Neyman Visiting Assistant Professor
Dept of Statistics, UC Berkeley
Thursday, March 8
EPI Library, Kresge 907
Overlap in Observational Studies with High-Dimensional Covariates
Causal inference in observational settings typically rests on a pair of identifying assumptions: (1) unconfoundedness and (2) covariate overlap, also known as positivity or common support. Investigators often argue that unconfoundedness is more plausible when many covariates are included in the analysis. Less discussed is the fact that covariate overlap is more difficult to satisfy in this setting. In this talk, I will discuss some recent results regarding the implications of overlap in high-dimensional observational studies, arguing that this assumption is stronger than investigators likely realize. In particular, the results show that strict overlap bounds discriminating information (e.g., Kullback-Leibler divergence) between the covariate distributions in the treated and control populations.

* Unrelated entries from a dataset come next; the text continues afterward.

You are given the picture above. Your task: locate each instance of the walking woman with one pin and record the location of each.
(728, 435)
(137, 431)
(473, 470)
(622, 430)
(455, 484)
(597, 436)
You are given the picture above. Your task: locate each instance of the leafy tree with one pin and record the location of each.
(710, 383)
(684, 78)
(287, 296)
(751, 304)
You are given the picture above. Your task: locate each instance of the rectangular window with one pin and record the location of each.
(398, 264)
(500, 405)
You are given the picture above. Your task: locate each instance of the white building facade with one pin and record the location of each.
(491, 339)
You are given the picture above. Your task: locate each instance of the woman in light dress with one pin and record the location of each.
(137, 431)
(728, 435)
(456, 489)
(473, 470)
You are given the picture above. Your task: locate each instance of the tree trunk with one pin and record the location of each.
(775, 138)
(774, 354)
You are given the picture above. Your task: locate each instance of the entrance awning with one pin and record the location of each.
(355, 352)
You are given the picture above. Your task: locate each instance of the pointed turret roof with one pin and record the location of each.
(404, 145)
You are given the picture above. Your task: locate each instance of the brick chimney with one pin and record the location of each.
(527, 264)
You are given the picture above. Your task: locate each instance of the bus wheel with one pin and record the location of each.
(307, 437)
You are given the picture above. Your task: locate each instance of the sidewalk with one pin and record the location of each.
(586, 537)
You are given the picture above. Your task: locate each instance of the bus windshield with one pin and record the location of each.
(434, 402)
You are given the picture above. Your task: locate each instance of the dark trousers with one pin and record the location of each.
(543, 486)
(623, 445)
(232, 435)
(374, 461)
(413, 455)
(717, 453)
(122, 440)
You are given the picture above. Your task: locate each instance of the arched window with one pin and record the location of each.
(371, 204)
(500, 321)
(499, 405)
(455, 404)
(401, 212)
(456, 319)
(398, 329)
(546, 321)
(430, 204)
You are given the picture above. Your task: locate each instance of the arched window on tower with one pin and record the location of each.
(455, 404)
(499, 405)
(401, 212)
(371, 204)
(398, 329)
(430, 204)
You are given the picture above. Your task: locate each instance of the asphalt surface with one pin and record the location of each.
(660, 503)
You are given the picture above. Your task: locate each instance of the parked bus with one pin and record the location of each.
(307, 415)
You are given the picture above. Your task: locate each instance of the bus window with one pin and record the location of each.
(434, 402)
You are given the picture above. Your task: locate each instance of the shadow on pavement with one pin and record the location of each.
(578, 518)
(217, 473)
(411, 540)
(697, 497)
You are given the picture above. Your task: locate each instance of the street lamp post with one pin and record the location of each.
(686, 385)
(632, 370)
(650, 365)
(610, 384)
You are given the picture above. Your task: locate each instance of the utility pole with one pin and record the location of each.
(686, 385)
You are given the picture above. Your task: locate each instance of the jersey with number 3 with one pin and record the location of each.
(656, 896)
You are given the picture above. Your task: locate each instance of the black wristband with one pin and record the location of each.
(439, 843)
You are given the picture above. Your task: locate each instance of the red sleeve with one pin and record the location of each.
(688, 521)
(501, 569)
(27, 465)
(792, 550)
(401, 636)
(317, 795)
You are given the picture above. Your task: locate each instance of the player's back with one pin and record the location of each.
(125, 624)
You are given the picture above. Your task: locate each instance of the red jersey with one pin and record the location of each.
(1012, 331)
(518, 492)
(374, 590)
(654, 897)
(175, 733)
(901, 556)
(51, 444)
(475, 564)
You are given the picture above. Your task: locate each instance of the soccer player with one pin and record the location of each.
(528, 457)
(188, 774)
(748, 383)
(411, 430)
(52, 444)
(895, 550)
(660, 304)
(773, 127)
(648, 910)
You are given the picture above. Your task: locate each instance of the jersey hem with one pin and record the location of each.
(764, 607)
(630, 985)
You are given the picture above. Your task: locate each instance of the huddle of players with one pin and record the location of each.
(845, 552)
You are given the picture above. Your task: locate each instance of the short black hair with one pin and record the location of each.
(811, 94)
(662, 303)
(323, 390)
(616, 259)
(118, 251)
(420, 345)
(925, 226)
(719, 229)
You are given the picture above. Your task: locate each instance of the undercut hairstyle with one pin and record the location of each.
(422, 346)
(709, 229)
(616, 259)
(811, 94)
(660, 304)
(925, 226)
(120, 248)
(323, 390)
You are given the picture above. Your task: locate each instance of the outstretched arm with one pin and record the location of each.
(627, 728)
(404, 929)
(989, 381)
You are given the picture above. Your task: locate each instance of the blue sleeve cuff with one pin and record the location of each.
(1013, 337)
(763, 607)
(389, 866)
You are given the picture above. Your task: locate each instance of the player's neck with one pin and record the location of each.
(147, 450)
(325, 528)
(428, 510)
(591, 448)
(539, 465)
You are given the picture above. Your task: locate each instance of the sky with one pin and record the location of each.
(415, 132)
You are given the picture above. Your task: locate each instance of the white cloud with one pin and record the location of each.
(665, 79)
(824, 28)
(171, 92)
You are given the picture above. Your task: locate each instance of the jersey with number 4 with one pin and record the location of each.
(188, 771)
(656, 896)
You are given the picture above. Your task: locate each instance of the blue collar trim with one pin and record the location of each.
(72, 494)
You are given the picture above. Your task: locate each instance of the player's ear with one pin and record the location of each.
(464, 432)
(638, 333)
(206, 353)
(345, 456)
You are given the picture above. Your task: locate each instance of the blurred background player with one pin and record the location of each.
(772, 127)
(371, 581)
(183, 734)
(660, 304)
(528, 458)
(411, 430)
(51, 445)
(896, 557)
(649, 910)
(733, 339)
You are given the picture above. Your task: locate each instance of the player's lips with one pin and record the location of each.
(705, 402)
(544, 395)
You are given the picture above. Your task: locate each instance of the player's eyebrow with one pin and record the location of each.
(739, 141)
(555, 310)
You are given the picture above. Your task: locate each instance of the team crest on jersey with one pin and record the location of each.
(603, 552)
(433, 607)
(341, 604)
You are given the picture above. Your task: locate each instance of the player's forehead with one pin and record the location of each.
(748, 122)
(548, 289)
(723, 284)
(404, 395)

These information bounds imply explicit bounds on the average imbalance in covariate means under strict overlap and a range of assumptions on the covariate distributions. Importantly, these bounds grow tighter as the dimension grows large, and converge to zero in some cases. The results suggest that adjusting for high-dimensional covariates does not necessarily make causal identification more plausible. To close, I will discuss two current lines methodological research motivated by this work: first, a set of procedures for statistically assessing the quality of population overlap in high-dimensional settings; and second, a set of procedures for reducing high-dimensional covariates in a way that improves overlap but maintains unconfoundedness.